In his talk, Adam Shatz presented an admiring yet tragic portrait of the Martinique-born psychiatrist Frantz Fanon, the author of such works as Black Skin, White Masks (1952) and The Wretched of the Earth (1961). Raised in Fort-de-France and educated in Lyon after receiving a Croix de Guerre for his service in the Free French Forces, Fanon became the director of the Blida-Joinville Psychiatric Hospital in French-ruled Algeria. There he began to offer his assistance to the rebels of the Front de Libération Nationale, or FLN, which launched a war of independence against France on November 1, 1954. Fanon fled Blida for Paris in late 1956, and then made his way to Tunis, where he became a spokesman for the FLN, and, later, a traveling ambassador for the exiled government of revolutionary Algeria.

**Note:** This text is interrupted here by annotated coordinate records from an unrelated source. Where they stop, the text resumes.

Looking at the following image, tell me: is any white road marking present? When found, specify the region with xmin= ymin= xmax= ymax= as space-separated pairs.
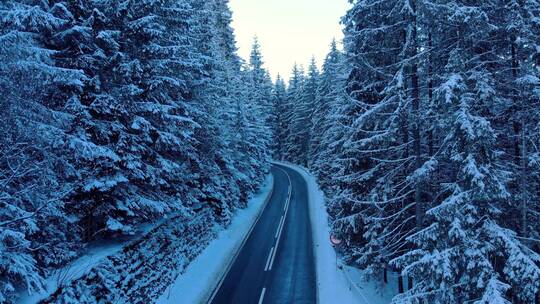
xmin=264 ymin=247 xmax=274 ymax=271
xmin=259 ymin=287 xmax=266 ymax=304
xmin=268 ymin=168 xmax=292 ymax=270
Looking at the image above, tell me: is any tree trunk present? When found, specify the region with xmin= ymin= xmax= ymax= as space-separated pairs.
xmin=411 ymin=0 xmax=423 ymax=229
xmin=511 ymin=38 xmax=528 ymax=236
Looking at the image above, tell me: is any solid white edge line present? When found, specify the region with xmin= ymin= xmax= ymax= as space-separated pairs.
xmin=259 ymin=287 xmax=266 ymax=304
xmin=268 ymin=167 xmax=292 ymax=270
xmin=206 ymin=176 xmax=276 ymax=303
xmin=264 ymin=247 xmax=274 ymax=271
xmin=274 ymin=215 xmax=285 ymax=238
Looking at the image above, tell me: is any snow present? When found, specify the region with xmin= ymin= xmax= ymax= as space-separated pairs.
xmin=156 ymin=175 xmax=274 ymax=304
xmin=276 ymin=162 xmax=397 ymax=304
xmin=17 ymin=234 xmax=142 ymax=304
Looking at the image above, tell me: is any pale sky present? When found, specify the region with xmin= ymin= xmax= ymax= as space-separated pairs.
xmin=230 ymin=0 xmax=349 ymax=79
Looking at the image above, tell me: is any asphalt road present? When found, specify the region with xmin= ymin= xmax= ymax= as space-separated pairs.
xmin=211 ymin=165 xmax=316 ymax=304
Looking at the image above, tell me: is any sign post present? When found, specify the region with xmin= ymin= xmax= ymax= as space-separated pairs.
xmin=330 ymin=233 xmax=343 ymax=269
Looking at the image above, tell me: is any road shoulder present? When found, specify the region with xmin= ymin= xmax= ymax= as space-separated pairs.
xmin=275 ymin=162 xmax=360 ymax=304
xmin=156 ymin=175 xmax=274 ymax=304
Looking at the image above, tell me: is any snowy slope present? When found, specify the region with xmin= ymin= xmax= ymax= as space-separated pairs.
xmin=276 ymin=162 xmax=397 ymax=304
xmin=157 ymin=176 xmax=273 ymax=304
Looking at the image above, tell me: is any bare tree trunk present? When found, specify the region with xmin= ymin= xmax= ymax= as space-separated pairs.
xmin=411 ymin=0 xmax=423 ymax=228
xmin=511 ymin=38 xmax=528 ymax=236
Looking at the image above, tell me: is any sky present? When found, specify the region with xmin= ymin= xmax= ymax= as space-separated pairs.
xmin=230 ymin=0 xmax=349 ymax=79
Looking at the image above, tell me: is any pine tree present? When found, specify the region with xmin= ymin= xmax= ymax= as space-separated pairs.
xmin=270 ymin=75 xmax=287 ymax=160
xmin=0 ymin=1 xmax=83 ymax=303
xmin=308 ymin=40 xmax=346 ymax=172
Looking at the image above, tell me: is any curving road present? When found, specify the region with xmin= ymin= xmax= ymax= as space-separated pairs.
xmin=210 ymin=165 xmax=317 ymax=304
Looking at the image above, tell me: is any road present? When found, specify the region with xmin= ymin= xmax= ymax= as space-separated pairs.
xmin=210 ymin=165 xmax=316 ymax=304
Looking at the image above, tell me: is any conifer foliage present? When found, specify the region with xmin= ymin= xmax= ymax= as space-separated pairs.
xmin=276 ymin=0 xmax=540 ymax=304
xmin=0 ymin=0 xmax=272 ymax=303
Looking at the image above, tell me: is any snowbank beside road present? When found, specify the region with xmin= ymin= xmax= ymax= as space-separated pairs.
xmin=157 ymin=175 xmax=274 ymax=304
xmin=276 ymin=162 xmax=392 ymax=304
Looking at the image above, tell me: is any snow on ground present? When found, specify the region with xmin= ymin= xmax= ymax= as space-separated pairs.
xmin=276 ymin=162 xmax=397 ymax=304
xmin=17 ymin=234 xmax=139 ymax=304
xmin=156 ymin=175 xmax=274 ymax=304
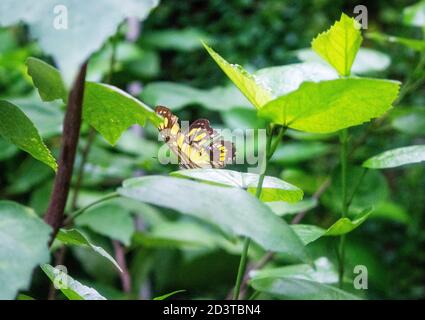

After his death from leukemia in December 1961, less than a year before Algeria achieved independence, Fanon emerged as one of the most influential theorists of decolonization–and as a controversial one, too, because of his defense of violence as a kind of shock therapy, freeing the colonized from despair and passivity. He was embraced by the Black Panthers, the Palestinian national liberation movement, and by the revolutionaries who overthrew the Shah, some of whom interpreted Fanon, a West Indian atheist, as an Islamist thinker. Shatz’s forthcoming book, The Rebel's Clinic, provides a chronological account of Fanon's life; but its larger purpose is to show how Fanon's ideas about racism, mental illness, colonialism, nationalism, and violence took shape against the backdrop of what Sartre called "extreme situation": the Second World War, the Algerian war of independence, the plot against Lumumba, and the often violent conflicts within the FLN.
Adam Shatz is a contributing editor of The London Review of Books and a contributor to The New York Times Magazine, The New York Review of Books and The New Yorker, amongst other publications.
Ayşe Çağlar, IWM Permanent Fellow, provided commentary and moderated the discussion.